The young man is a devout Jew, engaged in a robust spiritual practice. He presumably has had access to all the usual sources of advice — the Hebrew Bible, the learned men of the day (the Pharisees), the poetry and folk wisdom of the land he lives in, and the voice he hears when he is quiet enough inside. Apparently none of those sources of advice have shocked him in the way that that simple advice from Jesus shocks him.  It is as if the idea Jesus gives him was completely new to him. Yet it resonates sufficiently within him that he is unable to dismiss it. Had he known it was not for him, he could have dismissed it at once.  But he doesn’t dismiss it.  He can’t.  He hadn’t registered this idea before, and yet, now he hears it, it sounds a bell inside him. Something about this advice registers with him as true; he doesn't like it, but he can’t turn away from it. Oh! the agony. 


We are not told what he chooses to do. This story isn’t about answers.


And with that ‘unanswering’ ringing in our ears, pretty much all of what we heard afterwards was a series of questions:


Do we make decisions in a vacuum? 

What is there around about us that we could use, to help us make these sort of difficult decisions? 

What sources of advice do we have? 

Which sources can we trust? 

Quakers talk about “the leadings of God” — where are these to be found, or heard? In the natural world? In traditional narratives and writings? In face to face discussions with trusted counsellors, friends, advisers, sages? In the still small voice encountered after long inner struggle or hours of quietude? 

When there is a decision before us that is agonizing, what weight can we give to advice? Does the answer simply have to come, in the end, from inside?

Is conscience the leadings or promptings of what lies outside time and space and human imagination, or do we build it for ourselves, different in every age, based on habit and culture? A socially-constructed code of behaviour?

Or even more drastically, is conscience a genetic trick set up by our selfish DNA to exploit every opportunity towards survival? Ethics and morals nowhere in sight? 
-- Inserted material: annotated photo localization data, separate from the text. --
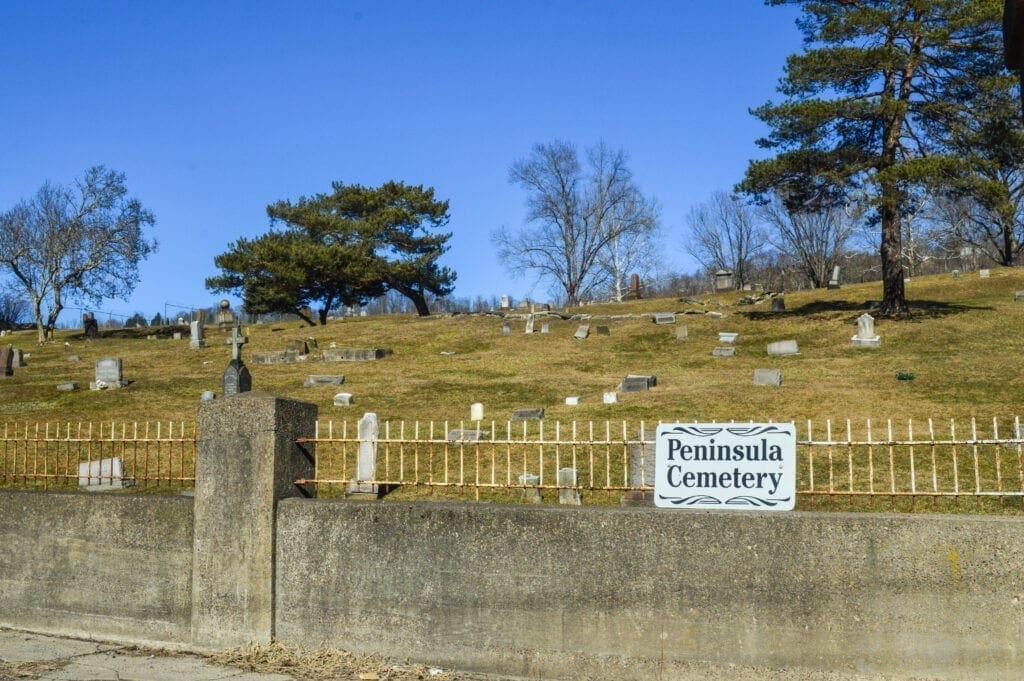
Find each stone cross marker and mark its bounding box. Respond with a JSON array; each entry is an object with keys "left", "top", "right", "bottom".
[{"left": 222, "top": 324, "right": 252, "bottom": 395}]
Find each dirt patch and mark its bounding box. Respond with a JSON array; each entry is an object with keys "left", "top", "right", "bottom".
[
  {"left": 207, "top": 641, "right": 457, "bottom": 680},
  {"left": 0, "top": 658, "right": 70, "bottom": 680}
]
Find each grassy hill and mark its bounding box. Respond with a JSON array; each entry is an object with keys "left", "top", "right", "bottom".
[{"left": 2, "top": 267, "right": 1022, "bottom": 429}]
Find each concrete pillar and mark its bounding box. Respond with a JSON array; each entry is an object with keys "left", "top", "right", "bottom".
[{"left": 191, "top": 392, "right": 316, "bottom": 648}]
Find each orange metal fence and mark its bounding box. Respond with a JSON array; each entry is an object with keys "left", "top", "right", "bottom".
[{"left": 0, "top": 422, "right": 196, "bottom": 491}]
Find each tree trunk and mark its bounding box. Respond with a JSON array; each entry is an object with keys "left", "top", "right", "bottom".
[
  {"left": 31, "top": 297, "right": 46, "bottom": 345},
  {"left": 879, "top": 180, "right": 909, "bottom": 316},
  {"left": 318, "top": 308, "right": 328, "bottom": 325},
  {"left": 296, "top": 309, "right": 317, "bottom": 326}
]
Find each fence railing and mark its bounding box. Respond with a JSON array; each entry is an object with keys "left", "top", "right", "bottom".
[
  {"left": 2, "top": 417, "right": 1022, "bottom": 509},
  {"left": 302, "top": 417, "right": 1024, "bottom": 507},
  {"left": 0, "top": 422, "right": 196, "bottom": 491}
]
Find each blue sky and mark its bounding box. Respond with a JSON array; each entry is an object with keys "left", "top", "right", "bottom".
[{"left": 1, "top": 1, "right": 802, "bottom": 322}]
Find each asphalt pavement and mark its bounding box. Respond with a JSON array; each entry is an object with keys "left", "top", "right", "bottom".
[{"left": 0, "top": 628, "right": 295, "bottom": 681}]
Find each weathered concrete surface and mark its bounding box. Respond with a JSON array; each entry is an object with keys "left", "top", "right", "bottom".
[
  {"left": 192, "top": 392, "right": 316, "bottom": 649},
  {"left": 275, "top": 501, "right": 1024, "bottom": 680},
  {"left": 0, "top": 490, "right": 193, "bottom": 645}
]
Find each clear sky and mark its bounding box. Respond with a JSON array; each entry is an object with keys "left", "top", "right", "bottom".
[{"left": 1, "top": 1, "right": 803, "bottom": 323}]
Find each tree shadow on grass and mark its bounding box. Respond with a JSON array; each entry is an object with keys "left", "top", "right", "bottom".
[{"left": 743, "top": 299, "right": 991, "bottom": 321}]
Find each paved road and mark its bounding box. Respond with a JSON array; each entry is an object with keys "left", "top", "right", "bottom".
[{"left": 0, "top": 629, "right": 296, "bottom": 681}]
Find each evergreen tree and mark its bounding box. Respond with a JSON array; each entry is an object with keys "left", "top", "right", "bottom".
[
  {"left": 741, "top": 0, "right": 1003, "bottom": 315},
  {"left": 208, "top": 181, "right": 455, "bottom": 322}
]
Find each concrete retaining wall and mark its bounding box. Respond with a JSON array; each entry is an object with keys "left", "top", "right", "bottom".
[
  {"left": 0, "top": 490, "right": 193, "bottom": 645},
  {"left": 1, "top": 394, "right": 1022, "bottom": 679},
  {"left": 276, "top": 500, "right": 1024, "bottom": 680}
]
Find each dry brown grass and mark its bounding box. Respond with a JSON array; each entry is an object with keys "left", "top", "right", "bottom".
[
  {"left": 2, "top": 267, "right": 1021, "bottom": 426},
  {"left": 207, "top": 641, "right": 457, "bottom": 680}
]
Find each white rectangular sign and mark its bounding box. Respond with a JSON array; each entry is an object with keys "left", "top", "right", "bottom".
[{"left": 655, "top": 423, "right": 796, "bottom": 510}]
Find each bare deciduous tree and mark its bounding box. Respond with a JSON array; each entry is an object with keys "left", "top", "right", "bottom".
[
  {"left": 758, "top": 193, "right": 856, "bottom": 288},
  {"left": 493, "top": 140, "right": 660, "bottom": 306},
  {"left": 0, "top": 166, "right": 156, "bottom": 342},
  {"left": 684, "top": 191, "right": 766, "bottom": 290}
]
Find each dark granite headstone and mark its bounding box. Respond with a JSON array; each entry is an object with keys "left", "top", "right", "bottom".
[
  {"left": 82, "top": 312, "right": 100, "bottom": 339},
  {"left": 0, "top": 345, "right": 12, "bottom": 377}
]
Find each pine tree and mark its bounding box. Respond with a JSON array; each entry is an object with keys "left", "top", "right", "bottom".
[{"left": 741, "top": 0, "right": 1003, "bottom": 315}]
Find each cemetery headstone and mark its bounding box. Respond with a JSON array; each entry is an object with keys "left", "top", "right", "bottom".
[
  {"left": 595, "top": 325, "right": 610, "bottom": 335},
  {"left": 980, "top": 269, "right": 991, "bottom": 278},
  {"left": 222, "top": 325, "right": 252, "bottom": 395},
  {"left": 714, "top": 269, "right": 734, "bottom": 291},
  {"left": 67, "top": 355, "right": 81, "bottom": 362},
  {"left": 333, "top": 393, "right": 354, "bottom": 406},
  {"left": 771, "top": 297, "right": 786, "bottom": 312},
  {"left": 850, "top": 313, "right": 882, "bottom": 347},
  {"left": 518, "top": 473, "right": 541, "bottom": 503},
  {"left": 201, "top": 390, "right": 216, "bottom": 401},
  {"left": 621, "top": 374, "right": 656, "bottom": 392},
  {"left": 321, "top": 348, "right": 392, "bottom": 361},
  {"left": 189, "top": 320, "right": 205, "bottom": 349},
  {"left": 500, "top": 295, "right": 511, "bottom": 309},
  {"left": 653, "top": 313, "right": 676, "bottom": 325},
  {"left": 828, "top": 266, "right": 841, "bottom": 289},
  {"left": 573, "top": 325, "right": 590, "bottom": 340},
  {"left": 525, "top": 316, "right": 535, "bottom": 334},
  {"left": 303, "top": 375, "right": 345, "bottom": 387},
  {"left": 470, "top": 403, "right": 484, "bottom": 421},
  {"left": 540, "top": 323, "right": 550, "bottom": 334},
  {"left": 518, "top": 300, "right": 531, "bottom": 311},
  {"left": 718, "top": 332, "right": 738, "bottom": 343},
  {"left": 603, "top": 391, "right": 618, "bottom": 404},
  {"left": 628, "top": 273, "right": 642, "bottom": 300},
  {"left": 173, "top": 332, "right": 182, "bottom": 341},
  {"left": 754, "top": 368, "right": 782, "bottom": 386},
  {"left": 251, "top": 350, "right": 302, "bottom": 365},
  {"left": 78, "top": 457, "right": 135, "bottom": 491},
  {"left": 952, "top": 270, "right": 960, "bottom": 279},
  {"left": 513, "top": 408, "right": 545, "bottom": 420},
  {"left": 712, "top": 346, "right": 736, "bottom": 357},
  {"left": 766, "top": 340, "right": 799, "bottom": 356},
  {"left": 11, "top": 348, "right": 24, "bottom": 367},
  {"left": 565, "top": 396, "right": 580, "bottom": 406},
  {"left": 446, "top": 429, "right": 489, "bottom": 442},
  {"left": 82, "top": 312, "right": 100, "bottom": 339},
  {"left": 1016, "top": 290, "right": 1024, "bottom": 303},
  {"left": 347, "top": 413, "right": 379, "bottom": 496},
  {"left": 502, "top": 323, "right": 511, "bottom": 335},
  {"left": 0, "top": 346, "right": 12, "bottom": 377},
  {"left": 675, "top": 325, "right": 689, "bottom": 340},
  {"left": 558, "top": 467, "right": 582, "bottom": 505},
  {"left": 216, "top": 299, "right": 235, "bottom": 332},
  {"left": 622, "top": 437, "right": 655, "bottom": 506},
  {"left": 90, "top": 357, "right": 124, "bottom": 390},
  {"left": 56, "top": 382, "right": 79, "bottom": 392},
  {"left": 287, "top": 339, "right": 309, "bottom": 354}
]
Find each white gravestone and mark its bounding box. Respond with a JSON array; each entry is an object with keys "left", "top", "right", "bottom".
[
  {"left": 470, "top": 402, "right": 484, "bottom": 421},
  {"left": 850, "top": 313, "right": 882, "bottom": 347},
  {"left": 766, "top": 340, "right": 799, "bottom": 356},
  {"left": 525, "top": 315, "right": 535, "bottom": 334},
  {"left": 347, "top": 412, "right": 379, "bottom": 495},
  {"left": 78, "top": 457, "right": 135, "bottom": 490},
  {"left": 189, "top": 320, "right": 205, "bottom": 349},
  {"left": 558, "top": 467, "right": 582, "bottom": 505}
]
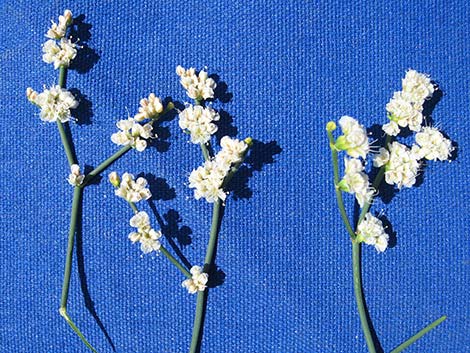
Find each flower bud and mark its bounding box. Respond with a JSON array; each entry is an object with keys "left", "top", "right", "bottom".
[
  {"left": 108, "top": 171, "right": 120, "bottom": 187},
  {"left": 326, "top": 121, "right": 337, "bottom": 132}
]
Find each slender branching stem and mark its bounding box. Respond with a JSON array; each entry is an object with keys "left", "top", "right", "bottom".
[{"left": 83, "top": 146, "right": 132, "bottom": 186}]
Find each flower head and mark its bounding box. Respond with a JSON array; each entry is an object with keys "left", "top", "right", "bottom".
[
  {"left": 401, "top": 69, "right": 434, "bottom": 104},
  {"left": 178, "top": 105, "right": 220, "bottom": 144},
  {"left": 414, "top": 126, "right": 453, "bottom": 161},
  {"left": 356, "top": 213, "right": 389, "bottom": 252},
  {"left": 134, "top": 93, "right": 164, "bottom": 122},
  {"left": 335, "top": 116, "right": 369, "bottom": 159},
  {"left": 338, "top": 158, "right": 374, "bottom": 207},
  {"left": 385, "top": 91, "right": 423, "bottom": 132},
  {"left": 128, "top": 211, "right": 161, "bottom": 254},
  {"left": 182, "top": 266, "right": 209, "bottom": 294},
  {"left": 42, "top": 38, "right": 77, "bottom": 69},
  {"left": 111, "top": 117, "right": 154, "bottom": 152},
  {"left": 27, "top": 85, "right": 78, "bottom": 123},
  {"left": 382, "top": 142, "right": 420, "bottom": 189},
  {"left": 67, "top": 164, "right": 84, "bottom": 186},
  {"left": 46, "top": 10, "right": 73, "bottom": 39},
  {"left": 176, "top": 66, "right": 217, "bottom": 100},
  {"left": 114, "top": 173, "right": 152, "bottom": 203}
]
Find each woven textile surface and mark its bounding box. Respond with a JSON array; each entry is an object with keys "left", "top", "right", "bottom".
[{"left": 0, "top": 1, "right": 469, "bottom": 352}]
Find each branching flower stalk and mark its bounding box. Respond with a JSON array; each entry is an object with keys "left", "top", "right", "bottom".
[
  {"left": 27, "top": 10, "right": 172, "bottom": 352},
  {"left": 326, "top": 70, "right": 453, "bottom": 352}
]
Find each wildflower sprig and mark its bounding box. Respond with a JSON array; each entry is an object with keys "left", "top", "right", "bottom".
[
  {"left": 26, "top": 10, "right": 174, "bottom": 352},
  {"left": 177, "top": 66, "right": 253, "bottom": 353},
  {"left": 326, "top": 70, "right": 453, "bottom": 353}
]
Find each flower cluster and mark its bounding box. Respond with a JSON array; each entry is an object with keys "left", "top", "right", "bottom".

How do we know the will of God? How would we recognise it, if it were revealed to us? How do we know the truth? How do we know God? How do we know the will of God? How do we know the nature of God?    [Spoiler: We don’t! ]

So when we are presented with advice in the face of a decision, how do we decide which advice is true? How do we decide whether advice received is relevant or useful or misleading? 

The Bible is full of advice about decisions, and their contexts.  Which angles out of all the angles offered in it might we dwell upon, as we face hard decisions? 

Setting down the Bible again, does it all come down to experience? Have we lived a life where, through chance, things went well for us after taking advice from groups of people we knew? Was something in a book we read, which we decided to act upon, instrumental in our success? Or did luck come into it when we trusted our own judgment alone?  Or have we had the other experience, of taking wise advice and making ostensibly sound judgments, and nonetheless finding life bitter and treacherous?

Why don’t I sell all my possessions and give the money to the poor?